WESTERN INTERVENTION IN SYRIA
Western military intervention in Syria is moving closer. America’s reluctance to admit that its ‘red line’ had been crossed, said yesterday that there was ‘very little doubt’ that Bashar al-Assad’s forces had killed up to 1,500 civilians in a chemical attack last week. This followed statements from Britain that the only ‘plausible explanation’ for the deaths was an attack by Syrian government forces, and from France who said that a ‘reaction with force may be necessary’ if this is proved to be the case.
Though Damascus has belatedly signalled that UN inspectors can access the site of the attack, its prevarication over the last 6-days to allow inspectors in, means the evidence will have deteriorated or possibly even disappeared altogether.

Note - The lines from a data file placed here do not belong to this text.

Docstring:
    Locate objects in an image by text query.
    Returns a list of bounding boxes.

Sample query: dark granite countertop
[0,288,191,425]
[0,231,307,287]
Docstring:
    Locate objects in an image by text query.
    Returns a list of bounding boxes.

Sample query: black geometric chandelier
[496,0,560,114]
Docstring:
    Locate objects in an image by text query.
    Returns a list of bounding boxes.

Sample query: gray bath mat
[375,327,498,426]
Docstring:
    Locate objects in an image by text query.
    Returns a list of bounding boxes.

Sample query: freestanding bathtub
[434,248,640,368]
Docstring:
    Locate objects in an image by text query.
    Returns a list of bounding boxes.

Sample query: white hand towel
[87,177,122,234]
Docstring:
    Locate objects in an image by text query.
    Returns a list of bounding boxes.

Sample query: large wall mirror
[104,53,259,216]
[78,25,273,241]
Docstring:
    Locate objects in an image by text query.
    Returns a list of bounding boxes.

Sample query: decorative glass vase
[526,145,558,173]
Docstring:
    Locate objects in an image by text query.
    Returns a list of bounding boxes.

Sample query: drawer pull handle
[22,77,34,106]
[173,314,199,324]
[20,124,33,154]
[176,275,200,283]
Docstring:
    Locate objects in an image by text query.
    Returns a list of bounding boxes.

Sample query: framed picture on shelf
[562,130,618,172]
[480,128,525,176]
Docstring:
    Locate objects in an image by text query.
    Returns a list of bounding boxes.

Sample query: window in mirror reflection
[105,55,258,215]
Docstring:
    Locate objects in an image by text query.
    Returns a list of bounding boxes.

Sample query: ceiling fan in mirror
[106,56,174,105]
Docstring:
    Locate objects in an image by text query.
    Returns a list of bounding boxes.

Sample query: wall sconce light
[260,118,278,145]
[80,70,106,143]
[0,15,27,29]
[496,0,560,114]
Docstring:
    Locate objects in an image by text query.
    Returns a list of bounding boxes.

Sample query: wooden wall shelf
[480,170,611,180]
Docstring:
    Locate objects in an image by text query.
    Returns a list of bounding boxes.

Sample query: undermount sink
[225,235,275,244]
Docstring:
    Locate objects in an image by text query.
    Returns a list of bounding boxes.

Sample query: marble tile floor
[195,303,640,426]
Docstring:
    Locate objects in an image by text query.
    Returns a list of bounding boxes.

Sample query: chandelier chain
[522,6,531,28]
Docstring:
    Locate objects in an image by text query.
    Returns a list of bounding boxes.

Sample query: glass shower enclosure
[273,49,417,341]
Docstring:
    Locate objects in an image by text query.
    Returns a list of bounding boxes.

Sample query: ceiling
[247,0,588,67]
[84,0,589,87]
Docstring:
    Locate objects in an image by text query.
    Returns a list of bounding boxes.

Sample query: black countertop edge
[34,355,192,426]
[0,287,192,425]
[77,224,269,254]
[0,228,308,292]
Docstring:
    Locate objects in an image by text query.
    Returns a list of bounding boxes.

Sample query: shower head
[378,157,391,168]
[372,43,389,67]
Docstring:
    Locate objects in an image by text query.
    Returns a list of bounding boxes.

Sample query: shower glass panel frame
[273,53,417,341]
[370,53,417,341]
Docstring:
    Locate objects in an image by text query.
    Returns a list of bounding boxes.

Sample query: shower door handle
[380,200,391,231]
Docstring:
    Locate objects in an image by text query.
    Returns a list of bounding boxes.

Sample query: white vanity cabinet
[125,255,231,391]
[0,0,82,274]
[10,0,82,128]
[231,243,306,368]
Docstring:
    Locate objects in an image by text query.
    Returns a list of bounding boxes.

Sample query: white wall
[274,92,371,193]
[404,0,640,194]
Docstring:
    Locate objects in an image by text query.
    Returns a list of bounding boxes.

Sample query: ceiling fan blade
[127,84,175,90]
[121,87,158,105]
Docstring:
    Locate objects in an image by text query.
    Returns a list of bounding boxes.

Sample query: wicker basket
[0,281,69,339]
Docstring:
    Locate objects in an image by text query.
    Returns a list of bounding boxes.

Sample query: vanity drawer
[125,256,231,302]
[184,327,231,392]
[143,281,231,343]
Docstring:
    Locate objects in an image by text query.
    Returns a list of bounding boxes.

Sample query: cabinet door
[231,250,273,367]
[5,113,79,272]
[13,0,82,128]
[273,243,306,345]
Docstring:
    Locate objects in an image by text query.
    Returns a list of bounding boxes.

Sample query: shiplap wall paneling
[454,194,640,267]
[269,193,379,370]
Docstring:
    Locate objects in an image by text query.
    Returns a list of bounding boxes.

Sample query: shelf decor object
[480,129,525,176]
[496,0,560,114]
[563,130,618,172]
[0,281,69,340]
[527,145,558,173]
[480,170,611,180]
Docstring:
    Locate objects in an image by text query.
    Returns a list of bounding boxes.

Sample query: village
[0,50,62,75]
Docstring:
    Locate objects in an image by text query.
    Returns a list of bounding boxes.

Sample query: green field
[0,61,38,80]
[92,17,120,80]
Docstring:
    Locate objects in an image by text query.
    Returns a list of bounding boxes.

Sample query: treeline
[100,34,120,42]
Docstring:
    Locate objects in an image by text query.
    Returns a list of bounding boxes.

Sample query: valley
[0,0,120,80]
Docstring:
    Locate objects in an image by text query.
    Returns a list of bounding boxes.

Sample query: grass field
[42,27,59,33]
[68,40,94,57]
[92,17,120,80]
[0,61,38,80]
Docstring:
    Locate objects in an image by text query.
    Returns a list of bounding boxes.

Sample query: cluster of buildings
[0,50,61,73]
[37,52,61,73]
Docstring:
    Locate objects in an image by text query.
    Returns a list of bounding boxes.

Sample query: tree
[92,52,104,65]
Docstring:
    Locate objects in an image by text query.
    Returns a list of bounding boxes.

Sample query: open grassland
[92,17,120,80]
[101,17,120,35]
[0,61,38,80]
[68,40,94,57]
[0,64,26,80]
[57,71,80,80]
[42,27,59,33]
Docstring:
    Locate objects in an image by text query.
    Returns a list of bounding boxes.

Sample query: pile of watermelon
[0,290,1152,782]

The outcome of military intervention – most likely air strikes or cruise missile attacks from the U.S. naval fleet operating in the region – is impossible to predict. The threat to stability posed by the Syrian regime must now take account of the use of chemical weapons which violates international law, which implicitly undermines the authority of the UN. Whilst President Obama correctly identified it as a line which could not be crossed with impunity, failure to hold the Assad regime to account will only encourage more of the same. Mr Assad is known to have stockpiles not only of sarin gas, but also of the much more potent and deadly vx nerve gas, both types of chemical nerve agents having been moved around at will in the past few months. The strain is intensifying with refugees amassing on the borders with Jordon and Lebanon. Over the weekend, the UN declared that more than one million children have now been displaced in Syria.

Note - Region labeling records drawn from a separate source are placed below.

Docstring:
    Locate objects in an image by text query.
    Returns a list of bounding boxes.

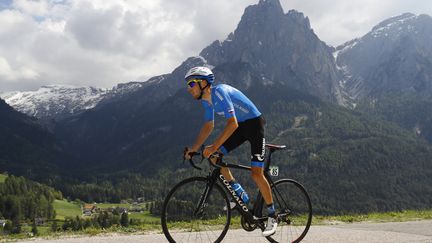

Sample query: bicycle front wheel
[161,177,231,243]
[263,179,312,242]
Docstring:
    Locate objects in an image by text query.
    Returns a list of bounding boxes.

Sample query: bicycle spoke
[263,179,312,242]
[162,177,231,242]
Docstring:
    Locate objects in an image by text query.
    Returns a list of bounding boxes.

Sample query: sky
[0,0,432,92]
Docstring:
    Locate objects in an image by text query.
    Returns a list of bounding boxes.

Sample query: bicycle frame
[195,150,281,228]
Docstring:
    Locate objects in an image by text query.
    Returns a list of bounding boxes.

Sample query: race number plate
[270,166,279,176]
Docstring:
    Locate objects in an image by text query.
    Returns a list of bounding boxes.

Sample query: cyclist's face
[187,79,201,99]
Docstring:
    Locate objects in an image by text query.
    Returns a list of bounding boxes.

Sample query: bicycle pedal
[223,202,237,211]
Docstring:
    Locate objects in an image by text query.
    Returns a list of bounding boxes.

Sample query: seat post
[265,148,274,171]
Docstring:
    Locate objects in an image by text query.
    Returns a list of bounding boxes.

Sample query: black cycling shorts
[220,116,265,168]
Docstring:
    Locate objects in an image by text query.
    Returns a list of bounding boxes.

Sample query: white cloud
[0,0,432,91]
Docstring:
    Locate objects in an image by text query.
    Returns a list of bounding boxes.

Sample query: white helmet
[185,67,214,84]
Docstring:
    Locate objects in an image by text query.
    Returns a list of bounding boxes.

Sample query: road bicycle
[161,144,312,243]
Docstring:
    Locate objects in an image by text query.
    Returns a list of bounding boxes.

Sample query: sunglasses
[187,79,202,88]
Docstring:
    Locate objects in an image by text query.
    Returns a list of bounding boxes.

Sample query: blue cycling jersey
[202,84,261,122]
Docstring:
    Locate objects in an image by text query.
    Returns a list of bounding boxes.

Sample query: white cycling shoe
[263,217,277,237]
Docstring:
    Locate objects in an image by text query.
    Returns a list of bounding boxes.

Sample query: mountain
[56,0,344,172]
[335,13,432,143]
[0,99,70,181]
[3,0,432,213]
[200,0,342,103]
[334,13,432,100]
[0,85,107,120]
[48,0,432,213]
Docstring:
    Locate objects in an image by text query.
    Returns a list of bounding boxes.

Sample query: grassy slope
[54,200,82,220]
[0,174,7,183]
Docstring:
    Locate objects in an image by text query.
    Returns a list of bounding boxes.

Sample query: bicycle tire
[161,177,231,243]
[263,179,312,243]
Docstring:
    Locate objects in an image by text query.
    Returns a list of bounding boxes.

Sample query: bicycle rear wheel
[263,179,312,242]
[161,177,231,243]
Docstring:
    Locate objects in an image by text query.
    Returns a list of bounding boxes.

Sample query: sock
[267,203,276,218]
[229,180,249,204]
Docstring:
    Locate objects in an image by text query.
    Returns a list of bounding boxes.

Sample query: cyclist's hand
[183,148,195,160]
[203,145,217,158]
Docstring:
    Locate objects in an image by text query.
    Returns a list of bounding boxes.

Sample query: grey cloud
[0,0,432,90]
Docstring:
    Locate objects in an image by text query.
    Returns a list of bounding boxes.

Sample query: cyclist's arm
[213,116,238,150]
[191,121,214,152]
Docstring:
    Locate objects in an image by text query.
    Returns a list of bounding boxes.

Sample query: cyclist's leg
[247,117,277,237]
[245,117,273,205]
[219,122,246,182]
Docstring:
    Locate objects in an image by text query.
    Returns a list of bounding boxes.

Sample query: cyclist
[185,67,277,236]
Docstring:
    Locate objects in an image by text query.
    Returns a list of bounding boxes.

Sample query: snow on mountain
[0,85,108,119]
[333,13,432,100]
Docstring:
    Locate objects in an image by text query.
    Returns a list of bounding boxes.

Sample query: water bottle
[231,182,249,204]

The strategic risks of doing nothing are horribly clear. Armed intervention in a disintegrating Syria is an agonising choice, because the domino effect is an important factor in the equation – Iran, for example, will take heart in its pursuit of a nuclear warhead, which would possibly prompt others to follow suit in a Middle East nuclear arms race, including Israel moving closer towards unilateral military action against Tehran’s uranium enrichment programme.
One may hope that the acceptance by Syria’s backers, Russia and Iran, that chemical weapons have been used will lead to a unanimous Security Council resolution at the UN which will force Assad and his opponents to the negotiating table. That hope may well remain a pious one.
Last week’s hideous images of gassed children mean something must now be done. There can be no further delays, and contingencies should be activated in dealing with the flood of refugees pouring over the Lebanese and Jordon borders: quotas, for instance, should be drawn up in granting many of them asylum – as happened in Indochina after the fall of Saigon in 1975. A humanitarian and emergency response is now desperately needed.